35. Undangan Makan Malam

100 8 1
                                    

AWAS! BAGIAN INI ADA MANIS-MANISNYA!

HAHA, nggak deng.

Selamat membaca!

***

Suasana hening namun tidak mencekam, itulah yang Thalia rasakan saat ini. Sebelum matanya terbuka sempurna, gadis itu sudah menebak bahwa dirinya ada di rumah sakit karena wangi obat-obatan yang begitu menyengat hidung.

Setelah berhasil menyesuaikan pandangan dengan ritme cahaya yang ada, matanya langsung tertuju pada punggung tangan yang telah terpasang infusan. Oh, bukan hanya itu, di sana ada Alif yang tertunduk menelungkupkan kepalanya. Tangan cowok itu pun menggenggam longgar tangan kiri Thalia yang tengah diinfus.

Seketika perasaan bersalah memupuk di dadanya. Alif merupakan sahabatnya yang baik. Ya ... walaupun beberapa kali kelakuannya membuat Thalia harus membenci cowok itu. Namun pada posisi sekarang, Alif rela menemani bahkan hingga ketiduran dengan posisi duduk dan kepala yang tertunduk di atas brangkar.

Sori, Lif, gue banyak menyia-nyiakan lo. Tapi gue juga nggak mau menjalani hubungan sama seseorang yang bahkan nggak gue sukai sama sekali. Gue takutnya lo malah semakin sakit hati.

Thalia mendapati Alif yang mengerjapkan mata. Tampaknya cowok itu akan segera bangun, membuatnya segera menutup mata dan berpura-pura tidur kembali.

Alif yang terbangun melihat ke arah Thalia yang masih menutup matanya dan belum sadarkan diri. Sudah lebih dari dua jam cowok itu menunggu Thalia sadar. Matanya menatap penuh sayang ke arah gadis di depannya. Jari-jari tangannya mengusap pinggiran kening Thalia yang terlihat merah karena memar.

"Ra, harusnya gue bisa cegah kelakuan Tasya," ujarnya dengan nada yang terdengar tulus.

"Sampai kapan gue mesti nunggu lo, Ra? Dari dulu sampai sekarang, gue bahkan nggak ada niatan buat suka sama cewek lain."

"Cuma lo yang tau dan bisa ngertiin keadaan gue, Ra."

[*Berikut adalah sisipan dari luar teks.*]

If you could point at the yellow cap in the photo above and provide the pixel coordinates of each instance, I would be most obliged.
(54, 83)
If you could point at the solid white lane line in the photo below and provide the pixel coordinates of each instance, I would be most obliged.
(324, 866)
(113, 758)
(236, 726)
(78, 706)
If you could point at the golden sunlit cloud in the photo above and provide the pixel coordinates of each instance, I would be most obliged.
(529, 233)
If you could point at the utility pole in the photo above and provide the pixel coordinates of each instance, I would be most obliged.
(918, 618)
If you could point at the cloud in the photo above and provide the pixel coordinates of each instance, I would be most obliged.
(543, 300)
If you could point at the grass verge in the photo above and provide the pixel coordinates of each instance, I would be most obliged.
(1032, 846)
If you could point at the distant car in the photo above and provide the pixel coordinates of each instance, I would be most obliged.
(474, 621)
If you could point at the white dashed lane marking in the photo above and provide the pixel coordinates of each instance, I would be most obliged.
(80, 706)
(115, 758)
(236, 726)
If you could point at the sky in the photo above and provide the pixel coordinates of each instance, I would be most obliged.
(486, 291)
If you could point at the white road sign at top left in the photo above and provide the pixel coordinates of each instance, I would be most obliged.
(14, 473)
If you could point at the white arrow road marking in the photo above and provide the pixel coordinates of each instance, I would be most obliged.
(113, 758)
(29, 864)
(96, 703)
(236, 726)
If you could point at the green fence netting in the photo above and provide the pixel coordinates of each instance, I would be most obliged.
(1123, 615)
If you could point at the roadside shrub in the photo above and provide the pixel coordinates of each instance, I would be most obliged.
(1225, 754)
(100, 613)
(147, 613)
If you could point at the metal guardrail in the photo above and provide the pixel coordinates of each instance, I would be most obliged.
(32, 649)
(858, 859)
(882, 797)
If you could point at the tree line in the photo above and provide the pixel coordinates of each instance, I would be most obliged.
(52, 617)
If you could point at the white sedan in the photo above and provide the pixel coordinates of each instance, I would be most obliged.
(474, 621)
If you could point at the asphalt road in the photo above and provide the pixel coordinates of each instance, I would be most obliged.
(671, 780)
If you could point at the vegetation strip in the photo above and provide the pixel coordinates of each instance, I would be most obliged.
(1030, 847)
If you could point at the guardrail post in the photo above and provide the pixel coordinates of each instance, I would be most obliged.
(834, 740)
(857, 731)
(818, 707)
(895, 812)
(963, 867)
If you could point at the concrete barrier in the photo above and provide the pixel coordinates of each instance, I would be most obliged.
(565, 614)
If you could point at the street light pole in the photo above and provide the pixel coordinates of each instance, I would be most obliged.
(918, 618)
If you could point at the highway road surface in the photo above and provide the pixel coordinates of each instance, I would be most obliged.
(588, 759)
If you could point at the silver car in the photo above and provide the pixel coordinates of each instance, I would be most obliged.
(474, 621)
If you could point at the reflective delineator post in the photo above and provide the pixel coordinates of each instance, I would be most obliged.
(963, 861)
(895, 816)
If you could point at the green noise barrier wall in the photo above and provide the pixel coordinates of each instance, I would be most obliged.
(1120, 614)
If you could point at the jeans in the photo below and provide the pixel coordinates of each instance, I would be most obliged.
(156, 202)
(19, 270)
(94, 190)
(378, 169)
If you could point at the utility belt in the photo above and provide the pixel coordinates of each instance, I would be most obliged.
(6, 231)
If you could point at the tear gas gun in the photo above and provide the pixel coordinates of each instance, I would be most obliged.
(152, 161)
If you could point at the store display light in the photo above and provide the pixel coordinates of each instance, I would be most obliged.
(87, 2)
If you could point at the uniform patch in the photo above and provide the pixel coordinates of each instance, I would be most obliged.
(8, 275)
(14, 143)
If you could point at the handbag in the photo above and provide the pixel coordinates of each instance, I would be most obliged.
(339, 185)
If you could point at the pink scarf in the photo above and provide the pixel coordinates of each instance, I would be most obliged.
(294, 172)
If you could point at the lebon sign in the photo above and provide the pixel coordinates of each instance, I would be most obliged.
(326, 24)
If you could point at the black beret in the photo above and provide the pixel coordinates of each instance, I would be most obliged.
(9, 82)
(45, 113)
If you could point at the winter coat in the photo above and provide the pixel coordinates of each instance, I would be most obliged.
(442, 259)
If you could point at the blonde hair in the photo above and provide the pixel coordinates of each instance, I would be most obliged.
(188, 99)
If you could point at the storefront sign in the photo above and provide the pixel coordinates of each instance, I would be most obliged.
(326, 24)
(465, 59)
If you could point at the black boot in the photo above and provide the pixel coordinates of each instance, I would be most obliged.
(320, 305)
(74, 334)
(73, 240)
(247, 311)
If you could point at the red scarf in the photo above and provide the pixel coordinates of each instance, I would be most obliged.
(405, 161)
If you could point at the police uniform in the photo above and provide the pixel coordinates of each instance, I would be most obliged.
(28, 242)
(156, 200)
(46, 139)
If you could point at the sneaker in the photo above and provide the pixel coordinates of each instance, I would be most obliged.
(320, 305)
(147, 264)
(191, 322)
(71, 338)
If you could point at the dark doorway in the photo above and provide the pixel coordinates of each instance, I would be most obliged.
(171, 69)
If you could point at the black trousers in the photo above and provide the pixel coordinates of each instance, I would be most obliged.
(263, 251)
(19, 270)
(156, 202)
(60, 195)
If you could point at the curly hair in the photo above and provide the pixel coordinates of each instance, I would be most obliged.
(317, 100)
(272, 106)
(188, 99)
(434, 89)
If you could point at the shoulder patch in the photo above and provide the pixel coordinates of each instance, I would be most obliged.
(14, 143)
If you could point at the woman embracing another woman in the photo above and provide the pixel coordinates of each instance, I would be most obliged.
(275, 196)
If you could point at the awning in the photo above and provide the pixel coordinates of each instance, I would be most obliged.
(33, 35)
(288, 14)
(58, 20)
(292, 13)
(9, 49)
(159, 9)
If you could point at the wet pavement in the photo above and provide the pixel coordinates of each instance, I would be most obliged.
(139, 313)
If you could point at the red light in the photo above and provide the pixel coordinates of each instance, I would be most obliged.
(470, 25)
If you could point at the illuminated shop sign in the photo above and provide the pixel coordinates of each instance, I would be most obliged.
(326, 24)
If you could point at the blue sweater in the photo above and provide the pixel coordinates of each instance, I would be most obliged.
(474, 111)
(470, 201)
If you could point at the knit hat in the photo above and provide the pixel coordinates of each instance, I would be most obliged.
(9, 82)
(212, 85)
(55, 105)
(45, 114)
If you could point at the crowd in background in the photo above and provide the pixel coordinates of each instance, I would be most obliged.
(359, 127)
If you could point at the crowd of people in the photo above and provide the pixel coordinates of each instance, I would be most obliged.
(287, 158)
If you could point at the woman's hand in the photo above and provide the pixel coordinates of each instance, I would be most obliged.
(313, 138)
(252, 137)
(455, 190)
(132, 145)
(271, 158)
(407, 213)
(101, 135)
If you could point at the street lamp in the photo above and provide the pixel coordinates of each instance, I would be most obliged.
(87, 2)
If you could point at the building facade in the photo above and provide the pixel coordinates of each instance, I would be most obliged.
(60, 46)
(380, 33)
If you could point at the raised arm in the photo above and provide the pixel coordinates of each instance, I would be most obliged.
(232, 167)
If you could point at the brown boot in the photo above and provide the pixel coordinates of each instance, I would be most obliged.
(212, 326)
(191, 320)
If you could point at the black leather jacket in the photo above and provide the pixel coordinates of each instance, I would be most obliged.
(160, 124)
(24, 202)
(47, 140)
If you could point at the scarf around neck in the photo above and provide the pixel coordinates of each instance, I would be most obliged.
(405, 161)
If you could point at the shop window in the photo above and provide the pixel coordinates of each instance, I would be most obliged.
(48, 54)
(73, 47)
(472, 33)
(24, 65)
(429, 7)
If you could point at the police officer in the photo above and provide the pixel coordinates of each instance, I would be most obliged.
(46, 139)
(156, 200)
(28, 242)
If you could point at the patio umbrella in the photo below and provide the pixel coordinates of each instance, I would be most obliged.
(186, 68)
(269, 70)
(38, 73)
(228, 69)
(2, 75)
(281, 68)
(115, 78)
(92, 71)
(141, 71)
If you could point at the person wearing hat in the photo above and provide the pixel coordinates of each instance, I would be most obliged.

Dalam kepura-puraannya Thalia merasa heran, kenapa nada bicara Alif terdengar serak dan putus asa? Apakah cowok itu tengah merasakan kesedihan yang mendalam dan menangis?

Sepertinya dugaan Thalia memang benar. Alif menangis. Dapat ia rasakan sebuah cairan hangat jatuh setetes mengenai punggung tangannya yang sedari tadi digenggam cowok itu.

Thalia tidak tahan dengan posisinya saat ini. Akhirnya ia memilih untuk berakting pulih dari ketidaksadarannya. Matanya mengerjap menyesuaikan kembali ritme cahaya karena ia merasa silau.

"Alif?" tanya Thalia dengan suara serak akibat kurang minum.

Dalam hati dirinya menggerutu karena harus berakting seperti itu.

Alif segera mengusap kasar wajahnya. Ia kemudian bangkit dan segera mendekati Thalia. "Ada yang sakit, Ra?"

Thalia menggelengkan kepalanya. Memang benar tidak ada yang sakit untuk sekarang. Hanya saja memar di kepalanya akan berdenyut nyeri saat ia terlalu memaksakan diri saat berpikir dan tertawa keras.

"Minum," pintanya pada Alif.

Haus cuuuuy, hauuuuus!

Alif segera mengangguk dan meraih segelas air putih yang telah disediakan sebelumnya. Ia selalu menonton di FTV, seseorang akan menyediakan segelas air saat menunggu seseorang yang pingsan di rumah sakit. Entah air itu untuk si penjaga atau untuk orang yang sakitnya.

Thalia meminum airnya dengan bantuan Alif. Kemudian matanya melihat ke sekeliling, "Lo nungguin gue sendirian?"

Alif menganggukkan kepala, "Tadi sih ada Dino. Dia lagi ke kantin dulu."